Instructions to leader.
Exploration Committee, Royal Society of Victoria, Melbourne, 18th August, 1860.
Sir,
I am directed by the Committee to convey to you the instructions and views which have been adopted in connection with the duties which devolve upon you as Leader of the party now organized to explore the interior of Australia.
The Committee having decided on Cooper’s Creek, of Sturt’s, as the basis of your operations, request that you will proceed thither, form a depot of provisions and stores, and make arrangements for keeping open a communication in your rear to the Darling, if in your opinion advisable; and thence to Melbourne, so that you may be enabled to keep the Committee informed of your movements, and receive in return the assistance in stores and advice of which you may stand in need.
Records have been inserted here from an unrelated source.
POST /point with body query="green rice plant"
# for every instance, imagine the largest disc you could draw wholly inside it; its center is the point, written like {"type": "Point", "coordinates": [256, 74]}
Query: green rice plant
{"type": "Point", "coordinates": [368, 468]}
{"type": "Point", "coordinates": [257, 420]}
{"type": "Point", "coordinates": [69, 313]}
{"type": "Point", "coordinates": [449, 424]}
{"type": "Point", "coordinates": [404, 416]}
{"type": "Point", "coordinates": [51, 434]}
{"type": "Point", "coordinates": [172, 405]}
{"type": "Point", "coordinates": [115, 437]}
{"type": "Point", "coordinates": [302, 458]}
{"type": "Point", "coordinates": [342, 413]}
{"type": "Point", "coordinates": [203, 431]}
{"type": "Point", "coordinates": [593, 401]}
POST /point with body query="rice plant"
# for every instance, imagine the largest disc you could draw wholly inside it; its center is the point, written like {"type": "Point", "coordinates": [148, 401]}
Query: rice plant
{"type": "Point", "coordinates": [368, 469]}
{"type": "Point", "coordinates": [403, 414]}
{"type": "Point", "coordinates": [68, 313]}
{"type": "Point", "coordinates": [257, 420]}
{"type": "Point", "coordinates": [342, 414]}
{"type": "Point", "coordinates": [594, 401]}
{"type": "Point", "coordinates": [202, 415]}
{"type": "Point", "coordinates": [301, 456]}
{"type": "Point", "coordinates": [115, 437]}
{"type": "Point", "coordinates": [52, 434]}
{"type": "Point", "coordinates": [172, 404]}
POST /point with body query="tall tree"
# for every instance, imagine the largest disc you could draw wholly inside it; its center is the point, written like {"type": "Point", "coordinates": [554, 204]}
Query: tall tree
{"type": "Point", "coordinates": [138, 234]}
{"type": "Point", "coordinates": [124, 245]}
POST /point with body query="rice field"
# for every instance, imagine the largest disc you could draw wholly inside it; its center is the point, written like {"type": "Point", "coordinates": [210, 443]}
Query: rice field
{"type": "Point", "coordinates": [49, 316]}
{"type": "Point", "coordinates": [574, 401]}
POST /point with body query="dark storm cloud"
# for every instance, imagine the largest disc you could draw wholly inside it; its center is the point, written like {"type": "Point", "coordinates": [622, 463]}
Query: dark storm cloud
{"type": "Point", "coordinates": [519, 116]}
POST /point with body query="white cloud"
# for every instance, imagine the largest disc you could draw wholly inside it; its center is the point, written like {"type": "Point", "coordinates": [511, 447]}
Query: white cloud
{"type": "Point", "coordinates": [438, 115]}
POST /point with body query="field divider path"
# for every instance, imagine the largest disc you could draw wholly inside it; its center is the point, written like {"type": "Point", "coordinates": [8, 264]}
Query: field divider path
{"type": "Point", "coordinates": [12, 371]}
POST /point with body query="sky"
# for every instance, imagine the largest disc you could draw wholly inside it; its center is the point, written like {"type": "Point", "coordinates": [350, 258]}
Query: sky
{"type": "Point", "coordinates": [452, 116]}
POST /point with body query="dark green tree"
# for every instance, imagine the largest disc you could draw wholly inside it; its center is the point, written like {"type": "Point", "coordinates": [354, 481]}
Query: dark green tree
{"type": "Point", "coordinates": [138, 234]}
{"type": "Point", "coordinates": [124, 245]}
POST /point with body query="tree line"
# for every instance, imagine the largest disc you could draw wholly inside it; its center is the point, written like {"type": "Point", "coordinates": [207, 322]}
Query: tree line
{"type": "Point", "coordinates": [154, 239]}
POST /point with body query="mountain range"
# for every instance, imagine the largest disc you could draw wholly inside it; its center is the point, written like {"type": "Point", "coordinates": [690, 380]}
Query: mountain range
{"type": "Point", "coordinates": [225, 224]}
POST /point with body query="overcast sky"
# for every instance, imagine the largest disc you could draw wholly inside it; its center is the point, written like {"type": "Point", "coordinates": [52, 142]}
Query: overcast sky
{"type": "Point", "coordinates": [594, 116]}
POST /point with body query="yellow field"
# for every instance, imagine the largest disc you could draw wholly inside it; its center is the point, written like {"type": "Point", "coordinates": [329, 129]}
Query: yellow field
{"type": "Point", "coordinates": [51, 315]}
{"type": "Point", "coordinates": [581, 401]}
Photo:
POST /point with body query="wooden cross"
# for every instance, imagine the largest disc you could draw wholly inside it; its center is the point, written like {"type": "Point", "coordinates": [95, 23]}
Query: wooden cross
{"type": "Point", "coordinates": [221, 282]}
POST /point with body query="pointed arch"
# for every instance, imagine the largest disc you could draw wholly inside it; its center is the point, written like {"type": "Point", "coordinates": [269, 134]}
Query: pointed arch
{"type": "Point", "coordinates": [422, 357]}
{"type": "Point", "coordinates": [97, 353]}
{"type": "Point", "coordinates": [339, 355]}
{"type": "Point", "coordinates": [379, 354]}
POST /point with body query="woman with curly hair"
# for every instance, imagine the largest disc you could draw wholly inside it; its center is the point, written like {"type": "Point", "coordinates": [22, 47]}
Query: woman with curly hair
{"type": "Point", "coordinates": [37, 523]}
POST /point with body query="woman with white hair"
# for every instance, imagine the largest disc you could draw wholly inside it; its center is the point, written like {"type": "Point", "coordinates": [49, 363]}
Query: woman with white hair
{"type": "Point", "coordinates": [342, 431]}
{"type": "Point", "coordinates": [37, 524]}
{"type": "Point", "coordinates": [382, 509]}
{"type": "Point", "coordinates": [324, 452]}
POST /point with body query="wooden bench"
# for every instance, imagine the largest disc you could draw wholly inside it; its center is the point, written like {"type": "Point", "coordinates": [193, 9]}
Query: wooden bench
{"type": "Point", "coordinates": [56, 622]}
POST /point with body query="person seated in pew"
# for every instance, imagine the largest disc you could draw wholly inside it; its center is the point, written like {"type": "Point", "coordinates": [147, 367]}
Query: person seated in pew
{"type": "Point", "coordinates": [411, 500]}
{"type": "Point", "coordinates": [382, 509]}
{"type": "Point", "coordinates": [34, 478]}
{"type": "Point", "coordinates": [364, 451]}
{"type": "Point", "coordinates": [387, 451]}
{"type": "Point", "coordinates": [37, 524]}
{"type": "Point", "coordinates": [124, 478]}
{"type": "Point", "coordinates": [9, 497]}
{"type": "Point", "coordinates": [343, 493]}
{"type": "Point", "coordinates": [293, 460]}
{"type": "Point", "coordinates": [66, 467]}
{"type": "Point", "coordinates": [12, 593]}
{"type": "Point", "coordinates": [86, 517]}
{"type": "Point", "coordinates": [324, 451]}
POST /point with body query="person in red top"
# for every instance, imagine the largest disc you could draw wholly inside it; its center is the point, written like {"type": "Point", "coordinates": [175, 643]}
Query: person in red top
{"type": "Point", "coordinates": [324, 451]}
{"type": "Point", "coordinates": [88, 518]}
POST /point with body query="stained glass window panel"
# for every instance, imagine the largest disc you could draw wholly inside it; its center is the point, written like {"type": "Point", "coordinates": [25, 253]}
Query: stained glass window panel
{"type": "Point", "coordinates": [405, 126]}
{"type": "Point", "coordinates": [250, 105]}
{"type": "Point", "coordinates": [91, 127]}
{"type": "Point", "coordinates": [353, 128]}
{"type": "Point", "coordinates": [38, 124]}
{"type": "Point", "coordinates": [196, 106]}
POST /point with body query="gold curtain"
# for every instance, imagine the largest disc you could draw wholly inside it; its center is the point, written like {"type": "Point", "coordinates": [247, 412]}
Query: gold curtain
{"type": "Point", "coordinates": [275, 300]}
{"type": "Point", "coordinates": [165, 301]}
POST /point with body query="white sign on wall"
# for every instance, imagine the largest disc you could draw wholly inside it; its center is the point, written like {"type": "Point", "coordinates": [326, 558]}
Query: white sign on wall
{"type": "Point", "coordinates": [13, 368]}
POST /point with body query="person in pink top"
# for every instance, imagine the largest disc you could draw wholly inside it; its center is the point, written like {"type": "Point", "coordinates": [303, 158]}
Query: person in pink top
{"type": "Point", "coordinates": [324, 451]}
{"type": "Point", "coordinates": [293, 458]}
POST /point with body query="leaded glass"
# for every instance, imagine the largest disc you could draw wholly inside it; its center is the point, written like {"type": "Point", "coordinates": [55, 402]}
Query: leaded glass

Should you find that a better communication can be made by way of the South Australian Police Station, near Mount Serle, you will avail yourself of that means of writing to the Committee.
In your route to Cooper’s Creek, you will avail yourself of any opportunity that may present itself for examining and reporting on the character of the country east and west of the Darling.
You will make arrangements for carrying the stores to a point opposite Mount McPherson, which seems to the Committee to be the best point of departure from this river for Cooper’s Creek; and while the main body of the party is proceeding to that point you may have further opportunities of examining the country on either side of your route.
In your further progress from Mount McPherson towards Cooper’s Creek, the Committee also desires that you should make further detours to the right and left with the same object.
The object of the Committee in directing you to Cooper’s Creek, is, that you should explore the country intervening between it and Leichhardt’s track, south of the Gulf of Carpentaria, avoiding, as far as practicable, Sturt’s route on the west, and Gregory’s, down the Victoria, on the east.
To this object the Committee wishes you to devote your energies in the first instance; but should you determine the impracticability of this route you are desired to turn westward into the country recently discovered by Stuart, and connect his farthest point northward with Gregory’s farthest Southern Exploration in 1856 (Mount Wilson).
In proceeding from Cooper’s Creek to Stuart’s Country, you may find the Salt Marshes an obstacle to the progress of the camels; if so, it is supposed you will be able to avoid these marshes by turning to the northward as far as Eyre’s Creek, where there is permanent water, and going then westward to Stuart’s Farthest.
Should you, however, fail in connecting the two points of Stuart’s and Gregory’s Farthest, or should you ascertain that this space has been already traversed, you are requested if possible to connect your explorations with those of the younger Gregory, in the vicinity of Mount Gould, and thence you might proceed to Sharks’ Bay, or down the River Murchison, to the settlements in Western Australia.